AMAWATERWAYS president Rudi Schreiner told Cruise Critic that Budapest was "too risky" for the company at the moment because of the low water levels. "We still have several days before our next ship arrives in Budapest, and things can change quickly. There is rain in the forecast," he said. In fact, Cruise Critic member Susanb1 is on Amalegro, docked in Komarom, Hungary, and reports on the message boards today: "While sailing last night from Vienna to here at 3:30 a.m. the ship scraped bottom but was able to continue to our mooring. I believe they are quite worried that they will not be able to get back. They were also saying they may only be able to make it as far as Regensburg for the next cruise ... but again that has not been determined." Passengers on Amalyra have been taken to Budapest by bus for the day and given 20 euros each for lunch.
Uniworld reports that two of its holiday market cruises are operating as normal (River Beatrice and River Queen), but that the line is monitoring the water levels between Passau and Regensburg for its River Empress cruise. Company president Guy Young told Cruise Critic in an e-mail that "this stretch of the river may present a challenge and we already have a contingency plan in place."
The Rhine is suffering from a lack of water, too, and both Avalon Waterways, Uniworld and Viking are switching passengers onto ships with shallower drafts so that they can keep sailing. Uniworld is starting passengers on its Rhine Holiday Market cruise on new ship S.S. Antoinette, but in Strasbourg on day five will transfer cruisers to River Princess. Young says, "We did proactively notify guests of the ship change in advance of the cruise departure. And while we did receive a few cancellations the majority of our guests are sailing with us."
Weather-related problems on Europe's rivers are not unusual. Water levels are often too high in spring (so ships can't fit under the low bridges), or too low, like now. Last year, the Main-Danube Canal froze, creating further challenges for cruise lines.
What Cruise Critic members posting on the message boards are unhappy with is not so much the situation, but the way it is being communicated.

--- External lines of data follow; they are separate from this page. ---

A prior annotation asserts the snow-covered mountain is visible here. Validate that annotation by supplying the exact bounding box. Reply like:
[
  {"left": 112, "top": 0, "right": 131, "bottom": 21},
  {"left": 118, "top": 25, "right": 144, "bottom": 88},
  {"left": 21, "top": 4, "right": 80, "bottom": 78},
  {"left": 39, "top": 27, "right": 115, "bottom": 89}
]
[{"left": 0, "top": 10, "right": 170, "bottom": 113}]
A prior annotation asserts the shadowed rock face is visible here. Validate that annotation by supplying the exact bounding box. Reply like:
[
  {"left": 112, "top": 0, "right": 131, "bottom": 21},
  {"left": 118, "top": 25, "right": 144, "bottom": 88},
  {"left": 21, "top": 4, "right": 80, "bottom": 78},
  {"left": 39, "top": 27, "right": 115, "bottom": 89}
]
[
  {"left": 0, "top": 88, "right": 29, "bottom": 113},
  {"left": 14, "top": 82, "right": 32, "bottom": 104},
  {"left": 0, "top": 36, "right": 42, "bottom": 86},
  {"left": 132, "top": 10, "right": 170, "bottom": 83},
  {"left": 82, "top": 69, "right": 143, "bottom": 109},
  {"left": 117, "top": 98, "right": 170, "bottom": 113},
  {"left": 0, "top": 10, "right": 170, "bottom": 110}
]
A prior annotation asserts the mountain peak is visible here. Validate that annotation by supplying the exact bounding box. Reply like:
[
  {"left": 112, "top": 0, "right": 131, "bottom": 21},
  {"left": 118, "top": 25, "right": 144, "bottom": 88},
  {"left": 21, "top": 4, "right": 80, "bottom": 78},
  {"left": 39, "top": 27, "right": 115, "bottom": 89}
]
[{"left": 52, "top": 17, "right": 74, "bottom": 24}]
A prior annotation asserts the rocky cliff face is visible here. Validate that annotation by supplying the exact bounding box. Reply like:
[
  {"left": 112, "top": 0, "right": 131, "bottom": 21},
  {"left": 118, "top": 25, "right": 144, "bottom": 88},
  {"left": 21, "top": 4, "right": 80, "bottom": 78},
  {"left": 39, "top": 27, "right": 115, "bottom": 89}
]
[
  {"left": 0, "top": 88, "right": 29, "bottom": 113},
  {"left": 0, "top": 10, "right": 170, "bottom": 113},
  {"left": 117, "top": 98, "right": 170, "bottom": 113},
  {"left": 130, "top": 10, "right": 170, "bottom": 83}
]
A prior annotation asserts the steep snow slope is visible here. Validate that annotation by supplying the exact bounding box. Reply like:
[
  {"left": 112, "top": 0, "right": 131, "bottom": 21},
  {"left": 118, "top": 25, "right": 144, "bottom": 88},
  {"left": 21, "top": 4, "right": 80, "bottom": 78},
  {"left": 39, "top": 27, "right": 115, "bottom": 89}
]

YodaMom has just returned from a Viking River Cruise from Amsterdam to Basel. "What really concerns me is that we were not told about the river level," she says on the boards. "It is a historical low and not navigable for many type of ships -- including Viking River Cruise ships. They knew this. They interrupted a previous trip. We were only on the ship three stops. We unloaded, suitcases sitting on the sidewalk in Koblenz. It was buses from that point all the way up to Basel. It was dull, miserable, nothing like the brochures claimed."
Member At_NYC is also unhappy following a recent cruise in Europe. "On our Viking trip, the passengers were not told of the low water issue until the night before they need to be bussed. And even as we got bussed to Passau, they didn't say anything about the Vienna to Budapest stretch, until a German speaking passenger overheard a conversation between two crewmembers!"
Viking's Atkin-Smith has told Cruise Critic that full refunds -- in the form of future cruise credit -- are being offered to anybody who wants to cancel because of the water levels.
Avalon Waterways, according to Bpcruiser, has got it right. This member was switched from the new Avalon Panorama to the smaller Tapestry so that a Rhine cruise could be completed, and says: "Avalon offered us a full cancellation refund before we even departed the U.S. They also offered for those who decided to stay with the cruise on the Tapestry a $400 per person refund to our credit card used for trip payment as well as a 100 Euros/pp on board ship credit."
But as member Steamboats, an experienced river cruiser living in Germany, contests, "River levels can change pretty quickly. So it doesn't make any sense to inform passengers, let's say a week ahead of the cruise, that there might be any problems on an upcoming cruise."